Thanks for taking a look at Lexie.
Note I use this code on a regular basis. The "cli/cli" main program with the dgango2.lex input specification supports about 20 websites at this point. It is run like this:
$ ./cli -l ../in/django3.lex -i ./site/www_pschlump_com/index.html -o ./www/www_pschlump_com/index.html >,a
Lexie is designed to generate fast lexical analyzer based on transforming a set of regular expressions into a nondeterministic finite state machine (NFA) and then taking that NFA and transforming it into a deterministic finite state (DFA) machine. Multiple DFAs can be generated and can be switched between and pushed and popped to allow context sensitive scanning of input.
Lexie has the ability to change the specification and then regenerate the NFA and DFA at run time.
An Example. You want to specify the scanner for a template language
that starts template with {{
and ends them with }}
. Inside the
template you want to recognize strings. You can embed {{
and }}
inside your strings. The is the context dependent part of lexie.
Also you need to be able to chagne the {{
and }}
to some other
tokens. For example you may want yor tool to work with AngularJS
and it already uses {{
and }} as delimeters. So you wat at runtime to be able to say,
{{changequote "{{" "-=[" "}}" "]=-"}}and change from
{{to
-=[and chagne the closing template marker from
}}to
]=-`.
Lexie can scan languages that involve nested items. For example
you can specify a C-like comment and make it nest and contain
other C-like comments. This make /* commented out /* comment */ nests */
a legitimate input. This is easy to do and an example of this
is in the ./examles directory.
Lexie also has a concept of reserved words to that a pattern match can
pick out word tokens and then lookup specific values of that word as
a reserved word. Example: The pattern [a-zA-Z_][a-zA-Z_0-9]*
matches all identifieers in a language. After the match a check
can be made to see if the identifer is one of the reserved words
or
, and
and return a different token for these.
Lexie is used inside Ringo, the template/macro processor that implements a superset of Django Templates in go. Ringo is based on pongo2 and I am thankful for the wonderful work on pongo2 that lead to building this tool. No code in Lexie is taken from pongo2.

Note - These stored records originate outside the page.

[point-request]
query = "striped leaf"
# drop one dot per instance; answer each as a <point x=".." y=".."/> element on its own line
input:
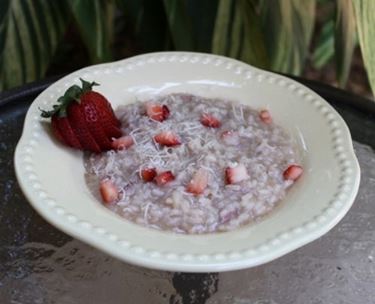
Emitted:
<point x="288" y="27"/>
<point x="238" y="32"/>
<point x="179" y="24"/>
<point x="202" y="15"/>
<point x="365" y="19"/>
<point x="30" y="31"/>
<point x="253" y="50"/>
<point x="344" y="39"/>
<point x="95" y="20"/>
<point x="148" y="23"/>
<point x="325" y="46"/>
<point x="222" y="29"/>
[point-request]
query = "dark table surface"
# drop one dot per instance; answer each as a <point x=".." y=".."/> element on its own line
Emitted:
<point x="40" y="264"/>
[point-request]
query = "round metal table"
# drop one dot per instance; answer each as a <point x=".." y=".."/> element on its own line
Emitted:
<point x="40" y="264"/>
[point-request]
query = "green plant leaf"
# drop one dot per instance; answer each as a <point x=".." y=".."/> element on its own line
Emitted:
<point x="365" y="19"/>
<point x="202" y="15"/>
<point x="95" y="19"/>
<point x="253" y="50"/>
<point x="30" y="31"/>
<point x="344" y="39"/>
<point x="179" y="24"/>
<point x="325" y="49"/>
<point x="288" y="27"/>
<point x="222" y="27"/>
<point x="147" y="21"/>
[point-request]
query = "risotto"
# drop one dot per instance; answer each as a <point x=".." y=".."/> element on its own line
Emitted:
<point x="194" y="165"/>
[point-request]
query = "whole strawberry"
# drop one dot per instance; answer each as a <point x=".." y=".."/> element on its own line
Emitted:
<point x="84" y="119"/>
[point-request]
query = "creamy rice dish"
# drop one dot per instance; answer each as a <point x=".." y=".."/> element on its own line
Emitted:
<point x="194" y="165"/>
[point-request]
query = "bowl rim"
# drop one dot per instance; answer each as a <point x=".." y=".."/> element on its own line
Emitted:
<point x="271" y="248"/>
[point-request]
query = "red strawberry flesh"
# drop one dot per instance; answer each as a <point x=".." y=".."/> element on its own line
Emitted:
<point x="122" y="143"/>
<point x="293" y="172"/>
<point x="265" y="116"/>
<point x="77" y="120"/>
<point x="167" y="138"/>
<point x="164" y="178"/>
<point x="234" y="175"/>
<point x="148" y="174"/>
<point x="199" y="182"/>
<point x="108" y="191"/>
<point x="157" y="112"/>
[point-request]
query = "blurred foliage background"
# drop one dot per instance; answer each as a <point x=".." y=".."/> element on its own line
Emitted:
<point x="328" y="40"/>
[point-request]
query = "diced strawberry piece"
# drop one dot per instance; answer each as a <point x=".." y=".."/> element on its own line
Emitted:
<point x="167" y="138"/>
<point x="265" y="116"/>
<point x="210" y="121"/>
<point x="231" y="138"/>
<point x="164" y="178"/>
<point x="236" y="174"/>
<point x="123" y="142"/>
<point x="199" y="182"/>
<point x="157" y="112"/>
<point x="78" y="123"/>
<point x="293" y="172"/>
<point x="148" y="174"/>
<point x="108" y="191"/>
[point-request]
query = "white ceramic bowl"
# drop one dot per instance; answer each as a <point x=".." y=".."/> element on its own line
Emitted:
<point x="52" y="176"/>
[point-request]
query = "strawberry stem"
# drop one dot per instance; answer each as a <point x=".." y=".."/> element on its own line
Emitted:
<point x="72" y="94"/>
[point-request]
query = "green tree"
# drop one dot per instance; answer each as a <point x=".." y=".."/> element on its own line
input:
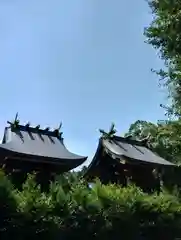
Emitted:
<point x="164" y="35"/>
<point x="165" y="137"/>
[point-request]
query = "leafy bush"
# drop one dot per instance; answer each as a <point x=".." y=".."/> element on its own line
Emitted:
<point x="70" y="209"/>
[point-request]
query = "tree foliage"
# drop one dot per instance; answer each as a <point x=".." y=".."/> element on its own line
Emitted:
<point x="164" y="34"/>
<point x="165" y="137"/>
<point x="72" y="210"/>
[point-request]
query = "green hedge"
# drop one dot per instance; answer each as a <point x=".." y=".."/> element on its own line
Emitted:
<point x="72" y="210"/>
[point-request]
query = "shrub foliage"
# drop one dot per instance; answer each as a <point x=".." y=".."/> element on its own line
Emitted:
<point x="71" y="209"/>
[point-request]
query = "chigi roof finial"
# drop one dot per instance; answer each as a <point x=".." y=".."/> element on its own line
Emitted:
<point x="57" y="130"/>
<point x="16" y="121"/>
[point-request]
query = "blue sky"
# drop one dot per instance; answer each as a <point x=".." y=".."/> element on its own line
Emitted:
<point x="82" y="62"/>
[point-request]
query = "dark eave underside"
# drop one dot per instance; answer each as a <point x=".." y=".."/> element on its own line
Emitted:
<point x="133" y="152"/>
<point x="37" y="145"/>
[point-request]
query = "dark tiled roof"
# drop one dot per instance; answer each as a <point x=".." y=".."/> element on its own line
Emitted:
<point x="34" y="142"/>
<point x="132" y="149"/>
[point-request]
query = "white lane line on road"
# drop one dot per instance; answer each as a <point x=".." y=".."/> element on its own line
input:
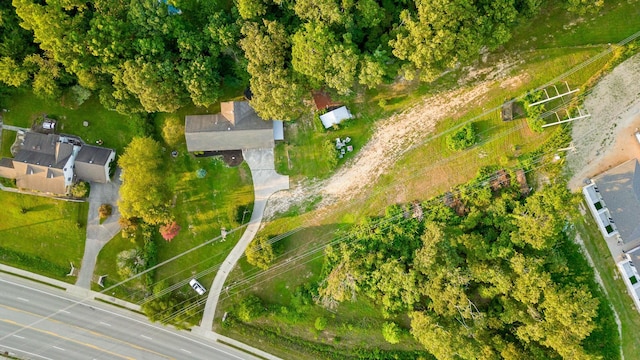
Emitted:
<point x="24" y="352"/>
<point x="167" y="331"/>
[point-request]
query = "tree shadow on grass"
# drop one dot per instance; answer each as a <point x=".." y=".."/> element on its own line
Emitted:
<point x="30" y="225"/>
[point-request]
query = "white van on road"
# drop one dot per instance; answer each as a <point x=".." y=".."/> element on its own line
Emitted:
<point x="197" y="287"/>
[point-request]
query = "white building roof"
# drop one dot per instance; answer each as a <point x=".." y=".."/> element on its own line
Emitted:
<point x="335" y="117"/>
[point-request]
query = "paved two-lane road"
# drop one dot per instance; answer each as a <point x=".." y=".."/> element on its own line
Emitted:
<point x="39" y="322"/>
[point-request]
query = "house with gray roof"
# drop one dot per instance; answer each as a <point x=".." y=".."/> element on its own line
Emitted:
<point x="236" y="127"/>
<point x="51" y="163"/>
<point x="614" y="199"/>
<point x="92" y="163"/>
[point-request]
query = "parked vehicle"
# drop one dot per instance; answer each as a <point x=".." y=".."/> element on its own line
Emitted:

Lexie is also used for a fast user-agent identification library, ua-quick (not open soruce yet, but I am working on it). This has improved the speed of parsing and identifying user agens by a factor of 10,000.
The set of regular expressions that lexie understands is limited but growing. It is adequate to specify simple languages. This is not a Perl-regular expression matcher - nor is it Posix. That said... It is fast and usable.
- Works with UTF8 / Unicode.
- Runs multiple sets of pattern matchers in a context dependent fasion.
- Changeable on the fly at runtime.
- Clear error reporting.
- Embedable - can be used inside another proram.
- Stand alone - can be run as a fast pattern maching tool in a stand alone configuraiton.
- Fast. Fast to perform pattern matches. Fast to modify an existing matcher.
- Clear error messages if a modification of a pattern matcher breaks the matcher.
- Context Senstive Matching with multiple machines and push/pop of machines and states.
- Ability to push-back onto input and re-scan input if necessary.
- Extensible matchers that allow for non-text pattern matching (Think greenhouse control and real time systems control).
- Runs as a goroutine - this improves performance.
- Has a cute name and a cute mascot.
- State machines can be cached in Redis so that they do not need to be regenrated every time.
- Can directly generate state machines in Go code for fast static state macines.
"The name Lexie is an American baby name. In American the meaning of the name Lexie is: defender of mankind. ... 1. People with this name tend to initiate events, to be leaders rather than followers, with powerful personalities." From: www.sheknows.com/baby-names/name/lexie
This is not ment to be a comprehensive list. These are the tools that I use.
Lex is now a quite old tool. I still refer to its documentation it when I am workin in C or C++. It can be used with other languages. The newer replacement flex is a much better choice. Lex apears to me to have a number of serious defects (atleast 20+ years ago it had defects - then I switched to flex).
The open source version of Lex with lots of fixes. Lots of languages are supported. It generates static tables and supports multiple input states. Unicode support is bascially missing. Dynamic re-configuration is not really a choice. It works best in C and C++ with Bison for a parser generator.
- Be able to output the DFA into a file for re-reading quicey - so as to not need to re-build it every time.
- Output should be in "JSON" or ".go" code.